Hong Kong's first domestic security arrest targets Tiananmen activist Chow Hang-tung and her supporters

Screenshot from Chow Hang-tung's club on Facebook. Fair use.

Detained Hong Kong rights activist Chow Hang-tung was among six people arrested by national security police on May 28, 2024, marking the first apprehensions under the city’s new security law, which was enacted in March.

Secretary for Security Chris Tang confirmed on May 28 that the arrests were made in connection with a Facebook group that called for support for barrister and human rights activist Chow, who has been detained under the Beijing-imposed national security law since September 2021. The group was created on May 18, 2023, and the primary location for those who managed it was the UK.

In an earlier statement, police said five men and one woman had been detained on suspicion of acting with seditious intent. One of them, a woman already in custody, was alleged to have continuously published anonymous “seditious” posts on a social media page with the help of the other five.

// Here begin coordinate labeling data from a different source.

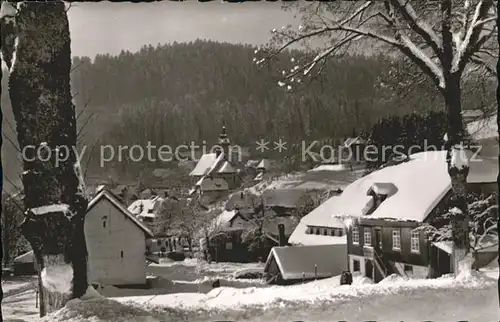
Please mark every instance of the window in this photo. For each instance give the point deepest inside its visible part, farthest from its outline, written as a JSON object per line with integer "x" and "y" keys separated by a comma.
{"x": 356, "y": 265}
{"x": 355, "y": 235}
{"x": 367, "y": 237}
{"x": 396, "y": 239}
{"x": 415, "y": 242}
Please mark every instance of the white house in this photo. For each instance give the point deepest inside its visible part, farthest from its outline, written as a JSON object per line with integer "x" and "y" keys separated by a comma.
{"x": 390, "y": 203}
{"x": 147, "y": 210}
{"x": 485, "y": 131}
{"x": 215, "y": 173}
{"x": 319, "y": 227}
{"x": 116, "y": 243}
{"x": 287, "y": 265}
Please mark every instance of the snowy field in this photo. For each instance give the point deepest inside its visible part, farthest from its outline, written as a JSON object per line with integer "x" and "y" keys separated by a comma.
{"x": 470, "y": 298}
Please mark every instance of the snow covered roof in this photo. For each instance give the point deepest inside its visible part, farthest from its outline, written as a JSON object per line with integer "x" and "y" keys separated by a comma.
{"x": 145, "y": 206}
{"x": 106, "y": 195}
{"x": 223, "y": 220}
{"x": 226, "y": 168}
{"x": 350, "y": 141}
{"x": 329, "y": 167}
{"x": 322, "y": 216}
{"x": 297, "y": 262}
{"x": 263, "y": 164}
{"x": 215, "y": 184}
{"x": 204, "y": 164}
{"x": 300, "y": 237}
{"x": 28, "y": 257}
{"x": 383, "y": 188}
{"x": 259, "y": 176}
{"x": 289, "y": 198}
{"x": 446, "y": 246}
{"x": 421, "y": 183}
{"x": 472, "y": 113}
{"x": 484, "y": 128}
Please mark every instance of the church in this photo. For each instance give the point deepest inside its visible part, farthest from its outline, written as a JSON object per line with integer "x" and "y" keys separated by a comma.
{"x": 214, "y": 174}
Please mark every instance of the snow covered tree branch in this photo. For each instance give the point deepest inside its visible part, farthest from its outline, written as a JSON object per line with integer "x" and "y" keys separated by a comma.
{"x": 55, "y": 200}
{"x": 441, "y": 38}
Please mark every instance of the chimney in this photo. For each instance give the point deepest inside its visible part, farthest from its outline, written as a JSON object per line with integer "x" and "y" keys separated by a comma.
{"x": 281, "y": 232}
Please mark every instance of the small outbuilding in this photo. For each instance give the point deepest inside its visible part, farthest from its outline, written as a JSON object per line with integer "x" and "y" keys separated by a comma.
{"x": 291, "y": 264}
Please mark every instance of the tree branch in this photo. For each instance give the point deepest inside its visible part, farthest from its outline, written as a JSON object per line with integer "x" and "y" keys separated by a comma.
{"x": 421, "y": 28}
{"x": 472, "y": 42}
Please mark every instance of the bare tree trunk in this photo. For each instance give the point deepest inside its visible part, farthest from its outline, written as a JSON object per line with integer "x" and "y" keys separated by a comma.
{"x": 55, "y": 200}
{"x": 457, "y": 167}
{"x": 1, "y": 208}
{"x": 458, "y": 170}
{"x": 498, "y": 129}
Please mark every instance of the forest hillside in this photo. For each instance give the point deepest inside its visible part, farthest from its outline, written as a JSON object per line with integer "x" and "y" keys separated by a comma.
{"x": 183, "y": 92}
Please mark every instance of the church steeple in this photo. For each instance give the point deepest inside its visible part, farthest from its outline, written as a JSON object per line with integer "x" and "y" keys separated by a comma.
{"x": 224, "y": 142}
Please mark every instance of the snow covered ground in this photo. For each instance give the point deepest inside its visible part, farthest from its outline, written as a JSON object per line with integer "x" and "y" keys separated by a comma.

The posts were said to have made use of an “upcoming sensitive date” to incite hatred against the central and Hong Kong governments, as well as the Judiciary. Police also alleged that the posts were meant to incite netizens to organise or participate in illegal activities at a later time.

“Concerning the sensitive date, actually I think the date itself was not important,” Tang told reporters in Cantonese. “The most important thing is that these people who intend to endanger national security made use of this subject to incite hatred,” he continued.

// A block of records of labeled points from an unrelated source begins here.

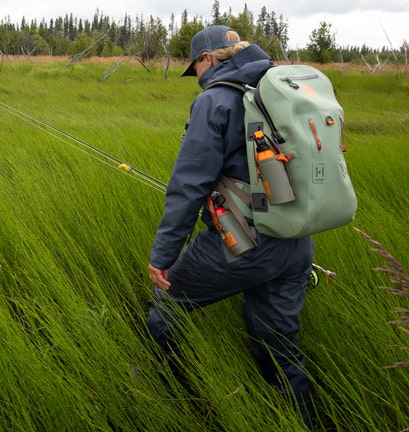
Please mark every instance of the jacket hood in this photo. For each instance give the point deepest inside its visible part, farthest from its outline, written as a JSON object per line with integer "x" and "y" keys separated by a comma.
{"x": 245, "y": 67}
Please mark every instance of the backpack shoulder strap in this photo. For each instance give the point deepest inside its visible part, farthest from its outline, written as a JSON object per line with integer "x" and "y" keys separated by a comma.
{"x": 238, "y": 86}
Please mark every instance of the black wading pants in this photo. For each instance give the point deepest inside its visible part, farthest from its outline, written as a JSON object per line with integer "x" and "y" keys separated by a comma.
{"x": 272, "y": 279}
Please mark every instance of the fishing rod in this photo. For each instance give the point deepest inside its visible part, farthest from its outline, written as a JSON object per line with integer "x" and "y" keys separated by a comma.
{"x": 124, "y": 167}
{"x": 52, "y": 130}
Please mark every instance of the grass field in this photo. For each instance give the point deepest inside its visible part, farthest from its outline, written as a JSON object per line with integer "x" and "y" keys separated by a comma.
{"x": 76, "y": 233}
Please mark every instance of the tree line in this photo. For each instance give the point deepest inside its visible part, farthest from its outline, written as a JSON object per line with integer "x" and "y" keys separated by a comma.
{"x": 151, "y": 38}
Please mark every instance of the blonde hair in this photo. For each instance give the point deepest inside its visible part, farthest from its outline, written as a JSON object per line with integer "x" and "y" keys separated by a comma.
{"x": 223, "y": 54}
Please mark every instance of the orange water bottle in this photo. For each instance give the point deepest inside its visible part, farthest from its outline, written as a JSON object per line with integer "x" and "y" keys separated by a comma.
{"x": 276, "y": 182}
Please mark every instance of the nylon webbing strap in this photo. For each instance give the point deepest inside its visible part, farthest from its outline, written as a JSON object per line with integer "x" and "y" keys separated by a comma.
{"x": 224, "y": 184}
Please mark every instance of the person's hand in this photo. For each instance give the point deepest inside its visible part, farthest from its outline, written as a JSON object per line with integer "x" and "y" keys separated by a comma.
{"x": 159, "y": 277}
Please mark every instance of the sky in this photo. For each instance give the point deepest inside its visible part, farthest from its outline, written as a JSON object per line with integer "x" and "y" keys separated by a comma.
{"x": 375, "y": 23}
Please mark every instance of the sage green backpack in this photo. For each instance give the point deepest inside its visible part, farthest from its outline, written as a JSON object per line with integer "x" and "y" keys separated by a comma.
{"x": 295, "y": 108}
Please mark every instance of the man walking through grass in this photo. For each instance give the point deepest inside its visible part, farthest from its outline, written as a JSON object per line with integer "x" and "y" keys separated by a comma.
{"x": 272, "y": 277}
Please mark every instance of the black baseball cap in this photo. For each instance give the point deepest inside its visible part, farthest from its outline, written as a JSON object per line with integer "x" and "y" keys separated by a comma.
{"x": 209, "y": 39}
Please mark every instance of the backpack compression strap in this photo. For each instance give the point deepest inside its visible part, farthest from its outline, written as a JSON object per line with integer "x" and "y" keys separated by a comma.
{"x": 227, "y": 185}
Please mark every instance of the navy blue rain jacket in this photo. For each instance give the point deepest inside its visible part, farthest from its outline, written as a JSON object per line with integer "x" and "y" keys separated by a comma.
{"x": 214, "y": 144}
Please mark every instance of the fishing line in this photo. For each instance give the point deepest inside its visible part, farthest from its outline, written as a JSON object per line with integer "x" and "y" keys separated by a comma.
{"x": 125, "y": 168}
{"x": 120, "y": 165}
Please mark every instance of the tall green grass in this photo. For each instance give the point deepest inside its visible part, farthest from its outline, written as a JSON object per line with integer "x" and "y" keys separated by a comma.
{"x": 75, "y": 241}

The arrests came a week before June 4, which this year will mark the 35th anniversary of the Tiananmen crackdown, when hundreds, if not thousands, died as China’s People’s Liberation Army violently dispersed student protesters in Beijing.

The Hong Kong Alliance in Support of Patriotic Democratic Movements of China, which Chow used to be vice-chair of, organised annual vigils to remember the victims of the crackdown in Victoria Park until 2020, when the gathering was banned amid the COVID-19 pandemic in order to stop the spread of the virus.

The vigil was banned again in 2021, with police again citing COVID-19, and the Alliance disbanded in September 2021 after its leaders — Chow, Albert Ho and Lee Cheuk-yan — were arrested on suspicion of inciting subversion. There have been no official commemorations held since.

Police searched the homes of five arrestees and seized items related to the case, including electronic devices that were suspected of having been used to publish the alleged posts.

Under the Safeguarding National Security Ordinance, more commonly known as Article 23 legislation, crimes related to seditious intention are punishable by up to seven years behind bars.

“Those who intend to endanger national security should not delude themselves into thinking that they can evade police investigation by posting online anonymously,” police said in a Chinese statementissued on Tuesday afternoon.

“The general public must recognise the truth and not be deceived by false and distorted information,” they added.

Separate from the 2020 Beijing-enacted security law, the homegrown Safeguarding National Security Ordinance targets treason, insurrection, sabotage, external interference, sedition, theft of state secrets and espionage. It allows for pre-charge detention of up to 16 days, and suspects’ access to lawyers may be restricted, with penalties involving up to life in prison. Article 23 was shelved in 2003 amid mass protests, remaining taboo for years. But, on March 23, 2024, it was enacted, having been fast-tracked and unanimously approved at the city’s opposition-free legislature.

The law has been criticised by rights NGOs, Western states and the UN as vague, broad and “regressive.” Authorities, however, cited perceived foreign interference and a constitutional duty to “close loopholes” after the 2019 protests and unrest.